Saindo desse triângulo Carreras Domingo Pavarotti, gostaria de apresentar outros cantores por quem tenho grande apreço. Vou fazer isso em doses e sem ser em sequência. Hoje apresento o tenor italiano PIER-MIRANDA FERRARO. Nascido em 1924, Ferraro teve seu apogeo nos anos 1960/70. Atuou várias e várias vezes no La Scala e em outros importantes teatros europeus. Aqui no Brasil podemos encontrar facilmente uma de suas gravações: La Gioconda, com Maria Callas. Importante frisar que em 60/70 estavam em atividade outros dois monstros sagrados: Del Monaco e Franco Corelli. Ferraro ficou, assim, um pouco escondido pelo brilho dos colegas, mas não fica a dever nada a eles. Conheci Ferraro pessoalmente. Aliás, tive o privilégio e a honra de ser seu aluno. Ganhei a Bolsa Virtuose do Ministério da Cultura e fui aceito pelo maestro Ferraro. Nossos encontros se davam em seu estúdio na cidade de Milão. Aos poucos fui conhecendo aquele artista que optava sempre pelo modo mais limpo de interpretar e pela não complicação de algo tão abstrato como a voz. Afetuoso e generoso, Pier-Miranda sorria com os olhos de uma criança, um sorriso puro e limpo pra um homem que, naquela época, 2001, contava com seus 77 anos. Meus momentos favoritos eram aqueles em que ele demonstrava como eu deveria fazer determinada frase. Sua voz estava lá, impressionantemente intacta, potente, uma faca, como dizemos. No dia 18 de janeiro de 2008, após o almoço em família, Pier-Miranda foi fazer a sesta. Morreu dormindo. Deixa para mim e para tantos outros, a lembrança do homem/cantor que foi.

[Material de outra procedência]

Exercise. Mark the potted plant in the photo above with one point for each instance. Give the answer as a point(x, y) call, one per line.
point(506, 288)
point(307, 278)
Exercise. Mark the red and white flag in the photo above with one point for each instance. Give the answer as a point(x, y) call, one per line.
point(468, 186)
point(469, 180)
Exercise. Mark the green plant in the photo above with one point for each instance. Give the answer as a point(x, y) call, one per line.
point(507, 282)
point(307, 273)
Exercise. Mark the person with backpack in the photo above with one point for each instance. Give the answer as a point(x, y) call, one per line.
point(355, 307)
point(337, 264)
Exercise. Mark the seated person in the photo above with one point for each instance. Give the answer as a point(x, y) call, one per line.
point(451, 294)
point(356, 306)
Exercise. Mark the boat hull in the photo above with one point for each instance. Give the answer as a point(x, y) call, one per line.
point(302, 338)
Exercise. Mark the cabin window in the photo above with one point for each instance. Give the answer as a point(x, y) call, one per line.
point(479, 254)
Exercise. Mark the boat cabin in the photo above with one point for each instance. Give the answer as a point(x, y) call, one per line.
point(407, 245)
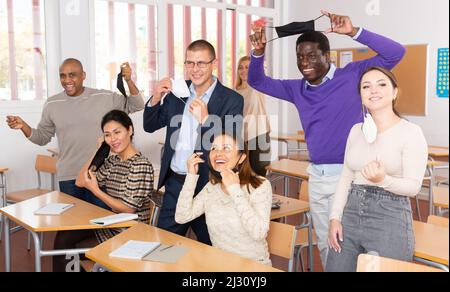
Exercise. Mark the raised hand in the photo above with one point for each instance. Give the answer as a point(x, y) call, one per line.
point(340, 24)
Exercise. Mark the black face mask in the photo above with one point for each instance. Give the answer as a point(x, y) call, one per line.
point(120, 85)
point(217, 174)
point(295, 28)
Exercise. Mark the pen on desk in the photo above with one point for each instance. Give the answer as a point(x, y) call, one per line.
point(166, 248)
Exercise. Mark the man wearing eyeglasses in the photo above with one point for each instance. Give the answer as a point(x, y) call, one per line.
point(189, 124)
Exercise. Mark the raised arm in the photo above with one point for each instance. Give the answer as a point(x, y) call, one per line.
point(389, 52)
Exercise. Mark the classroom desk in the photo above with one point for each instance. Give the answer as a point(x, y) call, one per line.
point(53, 151)
point(286, 138)
point(76, 218)
point(289, 207)
point(437, 152)
point(289, 169)
point(431, 245)
point(432, 166)
point(200, 257)
point(374, 264)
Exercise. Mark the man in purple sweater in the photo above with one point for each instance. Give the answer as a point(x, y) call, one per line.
point(328, 103)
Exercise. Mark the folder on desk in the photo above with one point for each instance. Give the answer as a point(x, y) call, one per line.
point(167, 254)
point(53, 209)
point(114, 219)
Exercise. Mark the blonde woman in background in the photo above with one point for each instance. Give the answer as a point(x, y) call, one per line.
point(256, 121)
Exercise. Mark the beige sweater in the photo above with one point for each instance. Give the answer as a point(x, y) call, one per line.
point(403, 151)
point(238, 223)
point(76, 122)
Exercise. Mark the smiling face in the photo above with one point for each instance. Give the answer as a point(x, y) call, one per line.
point(72, 77)
point(243, 70)
point(201, 77)
point(225, 154)
point(117, 136)
point(377, 91)
point(312, 63)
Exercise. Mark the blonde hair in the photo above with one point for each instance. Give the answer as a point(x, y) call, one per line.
point(239, 81)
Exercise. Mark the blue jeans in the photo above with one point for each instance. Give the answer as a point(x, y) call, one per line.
point(69, 187)
point(166, 219)
point(375, 221)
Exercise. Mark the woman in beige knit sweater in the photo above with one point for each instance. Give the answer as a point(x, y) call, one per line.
point(236, 202)
point(384, 166)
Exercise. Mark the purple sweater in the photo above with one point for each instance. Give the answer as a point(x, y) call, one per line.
point(328, 112)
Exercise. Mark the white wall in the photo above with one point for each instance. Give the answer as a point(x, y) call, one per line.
point(408, 22)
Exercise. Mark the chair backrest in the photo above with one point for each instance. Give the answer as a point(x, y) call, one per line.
point(438, 221)
point(281, 240)
point(371, 263)
point(304, 191)
point(151, 210)
point(46, 164)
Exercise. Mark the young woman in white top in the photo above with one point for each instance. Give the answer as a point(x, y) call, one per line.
point(256, 121)
point(384, 166)
point(236, 202)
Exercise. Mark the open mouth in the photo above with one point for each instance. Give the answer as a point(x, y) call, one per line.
point(307, 71)
point(219, 162)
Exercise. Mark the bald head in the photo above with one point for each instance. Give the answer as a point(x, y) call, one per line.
point(72, 76)
point(72, 61)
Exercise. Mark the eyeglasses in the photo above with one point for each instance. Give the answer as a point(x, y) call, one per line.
point(201, 64)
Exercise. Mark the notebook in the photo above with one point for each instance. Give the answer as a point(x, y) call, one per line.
point(135, 250)
point(167, 254)
point(53, 209)
point(114, 219)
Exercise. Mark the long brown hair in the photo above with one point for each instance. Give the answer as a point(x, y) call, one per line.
point(239, 81)
point(391, 77)
point(246, 174)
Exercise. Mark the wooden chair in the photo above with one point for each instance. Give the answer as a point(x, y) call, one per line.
point(44, 164)
point(438, 221)
point(370, 263)
point(300, 153)
point(440, 199)
point(281, 241)
point(302, 239)
point(3, 171)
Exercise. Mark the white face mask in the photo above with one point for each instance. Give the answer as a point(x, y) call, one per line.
point(370, 129)
point(180, 88)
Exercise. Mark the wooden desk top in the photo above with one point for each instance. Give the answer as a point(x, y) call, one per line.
point(437, 164)
point(289, 137)
point(288, 207)
point(200, 257)
point(290, 167)
point(53, 151)
point(431, 242)
point(438, 152)
point(374, 264)
point(76, 218)
point(440, 197)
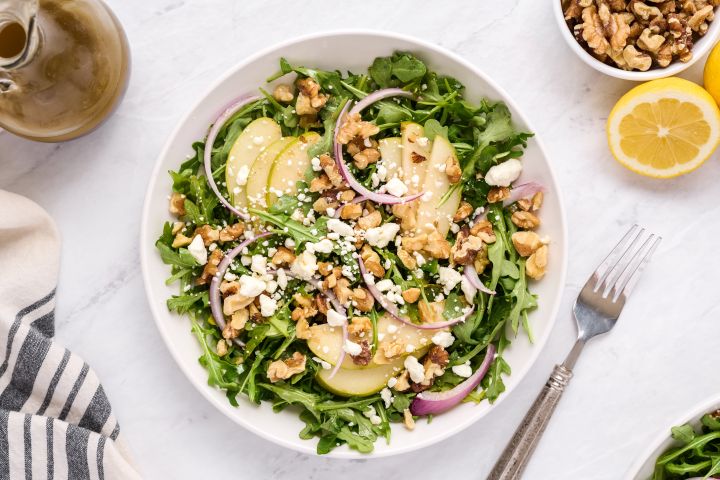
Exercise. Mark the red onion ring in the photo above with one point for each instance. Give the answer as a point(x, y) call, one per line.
point(379, 95)
point(472, 277)
point(394, 312)
point(210, 141)
point(383, 198)
point(427, 403)
point(214, 294)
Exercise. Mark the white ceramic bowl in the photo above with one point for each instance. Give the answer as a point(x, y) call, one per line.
point(345, 51)
point(702, 46)
point(643, 468)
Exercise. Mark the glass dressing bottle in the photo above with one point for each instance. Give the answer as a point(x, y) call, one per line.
point(64, 67)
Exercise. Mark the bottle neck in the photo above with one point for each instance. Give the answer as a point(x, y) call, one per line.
point(19, 34)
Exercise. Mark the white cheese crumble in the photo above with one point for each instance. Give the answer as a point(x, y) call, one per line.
point(449, 278)
point(443, 339)
point(268, 306)
point(197, 250)
point(396, 187)
point(415, 369)
point(463, 370)
point(504, 174)
point(382, 235)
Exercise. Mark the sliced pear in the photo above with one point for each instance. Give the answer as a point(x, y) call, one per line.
point(391, 155)
point(290, 167)
point(362, 382)
point(256, 187)
point(436, 185)
point(257, 136)
point(414, 146)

segunda-feira, 1 de fevereiro de 2010

LA BOHÈME

La Bohème, de Giacomo Puccini, é uma das minhas óperas favoritas. A primeira que ouvi. Meu pai me deu uma gravação (acima) que, mais tarde, vim a saber que é maravilhosa. Conheço bem a ópera, várias de suas gravações e vídeos, mas tive uma experiência muito bonita. Cantei La Bohème em forma de concerto. A música de Puccini é repleta de melodias, frases de beleza inigualável, texto pra lá de romantico. Estávamos, os cantores, no meio da orquestra, mais precisamente entre o maestro e as primeiras estantes das cordas. Desde os primeiros ensaios com a orquestra tive a impressão de pertencer, literalmente, à música. Uma sensação forte de ser, talvez, uma cor daquele quadro tão lindo e extenso. Acho que ali entendi que ser solista é apenas dar uma contribuição para algo muito maior; é colocar alguns tijolos numa construção.